I also have purchased the most expensive Pringles in existence at Narita while returning home from one trip. I was so sick from the jet lag and utterly tired of the authentic local cuisine experience that I was willing to pay something like $0.50 a crisp.


----------



## Arianna (Nov 18, 2014)

I am going with a fictional country. Stories need conflict, and my story's conflict involves hacking. The government's position is, "We don't care. Securing your computers is your problem, not ours." The hackers work inside the law; there is not even an unenforced prohibition. With such a policy being a key part of the story, I thought it better not to use a real country. Their closest economic ties would be to Indonesia, Malaysia, and Singapore, so I am using them to help me formulate what USA policy might be if this were a real country. 

I have been trying to assemble a good bit of data on what this country would be like, including weather, ethnic diversity, religion, popular sports, and kids' education. I've even worked out their Internet country code (.lm), international dialing code (696), and ITU prefix (X0).


----------



## Arianna (Nov 18, 2014)

InstituteMan said:


> If you need any fun memories of Narita, let me know. I have spent hours in a jet lagged stupor in that airport. Back in the olden days (only a year or two ago) when I was doing a lot of business travel to Asia, everything seemed to connect through Narita.

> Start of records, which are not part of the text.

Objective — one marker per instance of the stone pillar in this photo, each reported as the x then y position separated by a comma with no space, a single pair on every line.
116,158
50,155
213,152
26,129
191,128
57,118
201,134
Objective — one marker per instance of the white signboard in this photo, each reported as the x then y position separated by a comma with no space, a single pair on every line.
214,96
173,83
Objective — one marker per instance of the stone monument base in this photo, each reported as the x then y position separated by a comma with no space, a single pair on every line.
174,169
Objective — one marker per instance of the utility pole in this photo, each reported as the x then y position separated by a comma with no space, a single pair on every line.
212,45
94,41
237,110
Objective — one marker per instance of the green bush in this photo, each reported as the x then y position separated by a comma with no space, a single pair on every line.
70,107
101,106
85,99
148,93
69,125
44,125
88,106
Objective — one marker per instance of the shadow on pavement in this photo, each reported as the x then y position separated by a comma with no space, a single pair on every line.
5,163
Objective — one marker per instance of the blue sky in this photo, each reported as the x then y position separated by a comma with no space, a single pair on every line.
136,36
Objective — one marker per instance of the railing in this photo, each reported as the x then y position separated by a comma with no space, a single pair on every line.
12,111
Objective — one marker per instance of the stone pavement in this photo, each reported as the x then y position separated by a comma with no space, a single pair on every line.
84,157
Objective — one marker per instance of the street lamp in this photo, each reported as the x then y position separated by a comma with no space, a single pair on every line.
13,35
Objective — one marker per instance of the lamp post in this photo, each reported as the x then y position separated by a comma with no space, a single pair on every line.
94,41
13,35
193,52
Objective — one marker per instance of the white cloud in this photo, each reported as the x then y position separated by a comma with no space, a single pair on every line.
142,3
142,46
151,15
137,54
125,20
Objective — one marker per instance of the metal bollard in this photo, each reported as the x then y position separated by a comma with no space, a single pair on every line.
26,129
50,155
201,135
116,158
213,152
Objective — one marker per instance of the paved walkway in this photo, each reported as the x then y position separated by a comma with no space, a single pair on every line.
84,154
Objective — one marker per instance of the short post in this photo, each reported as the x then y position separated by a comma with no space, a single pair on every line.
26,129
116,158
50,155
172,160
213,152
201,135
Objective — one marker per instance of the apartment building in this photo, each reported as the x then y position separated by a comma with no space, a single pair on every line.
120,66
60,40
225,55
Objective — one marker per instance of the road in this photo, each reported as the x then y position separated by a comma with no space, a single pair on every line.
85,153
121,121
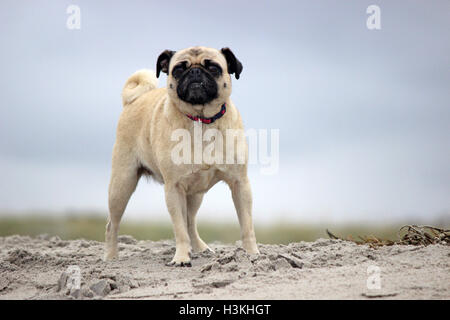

You probably have a lot I could draw from  You can learn a lot about characters from how they react to what's going on around them.


----------



## Deleted member 56686 (Nov 19, 2014)

Arianna said:


> I am going with a fictional country. Stories need conflict, and my story's conflict involves hacking. The government's position is, "We don't care. Securing your computers is your problem, not ours." The hackers work inside the law; there is not even an unenforced prohibition. With such a policy being a key part of the story, I thought it better not to use a real country. Their closest economic ties would be to Indonesia, Malaysia, and Singapore, so I am using them to help me formulate what USA policy might be if this were a real country.
> 
> I have been trying to assemble a good bit of data on what this country would be like, including weather, ethnic diversity, religion, popular sports, and kids' education. I've even worked out their Internet country code (.lm), international dialing code (696), and ITU prefix (X0).




Sounds pretty ambitious Arianna. I've done a lot of that with imaginary countries of my own (though not for a book). Anyway, wishing you much luck. :smile:

EDIT: While I think of it, there are some web pages out there that deal with fictional countries and earth-like worlds created by some enthusiasts. Try to Google them up. You might find one to your liking to use information from


----------



## sailorguitar (Mar 21, 2015)

As a U.S. citizen, which you are, try going through the visa process for the country which most closely resembles the country you are writing about.  Often countries do the same to each other when it come to visa apps.  Save the money and fly off to China, Argentina, India, Canada, UK, whatever... The processes' that you have to go through to get into those countries often reflects what a person from those same countries would have to do to get into the U.S..  You'll get a feel for it.


----------